6. Evaluation Protocols and Benchmarking

Robust evaluation of single-agent systems spans:

  • End-to-end task performance (success rate, reward, time-to-completion),
  • Cost and efficiency (token usage, inference cost, latency),
  • Tool-use correctness (tool selection accuracy, schema validation),
  • Planning/trajectory quality,
  • Robustness and reliability under perturbations or adversarial input,
  • Safety/compliance (violations, interventions),
  • Human utility/preference (A/B studies) (Xu, 5 Jan 2026, Masterman et al., 2024, Tran et al., 2 Apr 2026, Filho, 26 Feb 2026).

Replayability, full provenance logs, and cryptographically verifiable transcripts are increasingly seen as essential for auditability and reproducibility (Filho, 26 Feb 2026, Bai et al., 19 Feb 2026, Sahney et al., 13 Oct 2025).

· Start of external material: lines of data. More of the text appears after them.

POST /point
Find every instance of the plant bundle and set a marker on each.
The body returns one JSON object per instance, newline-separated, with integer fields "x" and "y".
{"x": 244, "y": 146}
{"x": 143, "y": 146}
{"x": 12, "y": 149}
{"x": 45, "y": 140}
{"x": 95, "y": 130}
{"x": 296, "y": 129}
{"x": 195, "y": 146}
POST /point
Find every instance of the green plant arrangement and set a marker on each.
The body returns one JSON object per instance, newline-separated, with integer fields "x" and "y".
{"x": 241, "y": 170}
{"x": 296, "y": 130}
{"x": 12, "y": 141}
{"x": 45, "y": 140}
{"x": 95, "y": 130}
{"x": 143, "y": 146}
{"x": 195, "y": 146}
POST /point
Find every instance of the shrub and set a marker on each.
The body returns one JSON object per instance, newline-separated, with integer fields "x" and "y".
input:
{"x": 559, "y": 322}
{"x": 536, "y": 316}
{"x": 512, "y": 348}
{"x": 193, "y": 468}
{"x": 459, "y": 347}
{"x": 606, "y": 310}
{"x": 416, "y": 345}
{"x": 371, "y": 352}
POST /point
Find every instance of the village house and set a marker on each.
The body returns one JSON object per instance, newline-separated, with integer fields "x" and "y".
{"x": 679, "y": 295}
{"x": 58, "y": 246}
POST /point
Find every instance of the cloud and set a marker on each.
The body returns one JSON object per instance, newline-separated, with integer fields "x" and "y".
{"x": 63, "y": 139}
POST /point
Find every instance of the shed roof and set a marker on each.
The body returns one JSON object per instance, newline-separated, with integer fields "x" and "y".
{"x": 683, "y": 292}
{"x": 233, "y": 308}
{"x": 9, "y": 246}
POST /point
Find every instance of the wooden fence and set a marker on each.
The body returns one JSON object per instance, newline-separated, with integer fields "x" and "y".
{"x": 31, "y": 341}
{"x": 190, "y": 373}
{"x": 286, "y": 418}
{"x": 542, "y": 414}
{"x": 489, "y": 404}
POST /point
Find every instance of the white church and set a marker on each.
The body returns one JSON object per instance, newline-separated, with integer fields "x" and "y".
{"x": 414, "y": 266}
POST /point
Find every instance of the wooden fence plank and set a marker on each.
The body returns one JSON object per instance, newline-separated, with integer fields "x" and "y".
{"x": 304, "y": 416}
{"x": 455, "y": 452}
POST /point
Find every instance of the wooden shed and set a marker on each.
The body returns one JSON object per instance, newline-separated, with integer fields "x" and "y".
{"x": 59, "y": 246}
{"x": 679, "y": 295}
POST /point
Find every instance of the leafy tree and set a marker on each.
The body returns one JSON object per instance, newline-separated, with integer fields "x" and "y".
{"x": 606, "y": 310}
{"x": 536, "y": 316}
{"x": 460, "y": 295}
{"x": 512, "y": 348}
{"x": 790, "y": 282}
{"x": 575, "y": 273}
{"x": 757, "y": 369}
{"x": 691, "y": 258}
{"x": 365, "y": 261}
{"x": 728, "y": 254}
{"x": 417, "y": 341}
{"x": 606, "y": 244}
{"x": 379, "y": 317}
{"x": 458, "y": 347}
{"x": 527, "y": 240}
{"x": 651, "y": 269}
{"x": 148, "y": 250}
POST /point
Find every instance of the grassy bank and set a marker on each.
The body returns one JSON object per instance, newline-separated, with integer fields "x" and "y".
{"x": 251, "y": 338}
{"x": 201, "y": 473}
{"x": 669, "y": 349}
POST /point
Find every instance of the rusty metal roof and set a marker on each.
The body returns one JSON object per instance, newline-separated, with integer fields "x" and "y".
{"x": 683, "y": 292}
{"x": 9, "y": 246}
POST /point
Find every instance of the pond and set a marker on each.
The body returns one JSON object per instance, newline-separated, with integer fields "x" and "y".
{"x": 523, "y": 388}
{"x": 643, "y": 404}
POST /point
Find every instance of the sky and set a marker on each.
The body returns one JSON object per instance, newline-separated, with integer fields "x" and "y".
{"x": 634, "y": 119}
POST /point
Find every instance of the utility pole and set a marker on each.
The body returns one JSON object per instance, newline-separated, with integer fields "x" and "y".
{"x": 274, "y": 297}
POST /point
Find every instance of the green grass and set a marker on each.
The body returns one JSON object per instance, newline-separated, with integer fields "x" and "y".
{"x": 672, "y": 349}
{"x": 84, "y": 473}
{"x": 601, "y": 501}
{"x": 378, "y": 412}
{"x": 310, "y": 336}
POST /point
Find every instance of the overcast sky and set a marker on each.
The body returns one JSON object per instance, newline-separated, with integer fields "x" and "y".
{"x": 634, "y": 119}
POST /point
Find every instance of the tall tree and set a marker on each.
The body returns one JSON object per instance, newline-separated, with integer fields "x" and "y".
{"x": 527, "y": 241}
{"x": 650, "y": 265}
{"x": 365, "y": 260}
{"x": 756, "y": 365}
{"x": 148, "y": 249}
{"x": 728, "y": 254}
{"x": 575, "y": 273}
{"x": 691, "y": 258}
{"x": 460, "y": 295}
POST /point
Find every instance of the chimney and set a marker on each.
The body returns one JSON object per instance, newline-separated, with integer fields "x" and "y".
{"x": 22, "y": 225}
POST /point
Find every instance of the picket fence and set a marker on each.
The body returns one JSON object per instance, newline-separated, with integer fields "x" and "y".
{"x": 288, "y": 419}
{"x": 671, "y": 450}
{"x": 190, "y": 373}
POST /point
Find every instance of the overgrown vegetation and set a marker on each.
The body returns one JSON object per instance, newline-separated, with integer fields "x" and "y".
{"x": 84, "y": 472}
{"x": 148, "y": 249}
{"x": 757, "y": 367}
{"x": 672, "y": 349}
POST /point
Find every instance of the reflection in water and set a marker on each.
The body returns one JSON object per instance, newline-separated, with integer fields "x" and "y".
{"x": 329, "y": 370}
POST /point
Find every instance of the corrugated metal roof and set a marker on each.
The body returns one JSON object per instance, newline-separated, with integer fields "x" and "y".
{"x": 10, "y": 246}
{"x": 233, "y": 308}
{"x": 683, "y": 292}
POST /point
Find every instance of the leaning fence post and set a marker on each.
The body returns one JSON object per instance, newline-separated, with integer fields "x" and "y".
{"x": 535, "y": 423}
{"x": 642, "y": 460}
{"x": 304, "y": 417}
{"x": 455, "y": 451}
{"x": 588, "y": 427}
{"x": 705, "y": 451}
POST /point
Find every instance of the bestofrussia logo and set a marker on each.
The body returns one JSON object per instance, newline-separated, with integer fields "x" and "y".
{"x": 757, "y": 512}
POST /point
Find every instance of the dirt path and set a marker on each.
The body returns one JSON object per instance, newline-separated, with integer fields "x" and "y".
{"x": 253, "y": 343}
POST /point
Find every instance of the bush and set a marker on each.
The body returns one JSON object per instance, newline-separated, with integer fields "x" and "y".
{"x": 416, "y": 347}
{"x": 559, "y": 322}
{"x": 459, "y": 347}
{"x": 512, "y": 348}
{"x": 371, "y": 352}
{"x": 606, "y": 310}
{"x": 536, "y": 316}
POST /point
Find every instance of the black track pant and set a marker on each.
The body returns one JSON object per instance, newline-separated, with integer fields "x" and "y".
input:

7. Future Directions and Open Challenges

Open research directions for single-agent architectures include:

  • Improved error recovery and failure handling,
  • Meta-cognitive capabilities (progress diagnosis, loop detection, dynamic budget adaptation),
  • Scaling skill libraries via hierarchy and cognitive-inspired routing,
  • Secure policy enforcement and mitigation of prompt injection,
  • Efficient memory organizations for long-horizon tasks,
  • Federation protocols for scaling to multi-robot or distributed scientific teams,
  • Formal theory of cost-aware single-agent planning in partially observable and dynamic environments (V et al., 18 Jan 2026, Li, 8 Jan 2026, Qin et al., 13 Apr 2026, Qin et al., 8 Apr 2026, Bai et al., 19 Feb 2026).

System designers are advised to use single-agent architectures by default, exploiting their information efficiency and cost advantages, but should monitor context utilization and skill-library scaling to determine when the complexity or specialization of the task warrants a hybrid or MAS approach (Tran et al., 2 Apr 2026, Xu et al., 18 Jan 2026, Li, 8 Jan 2026).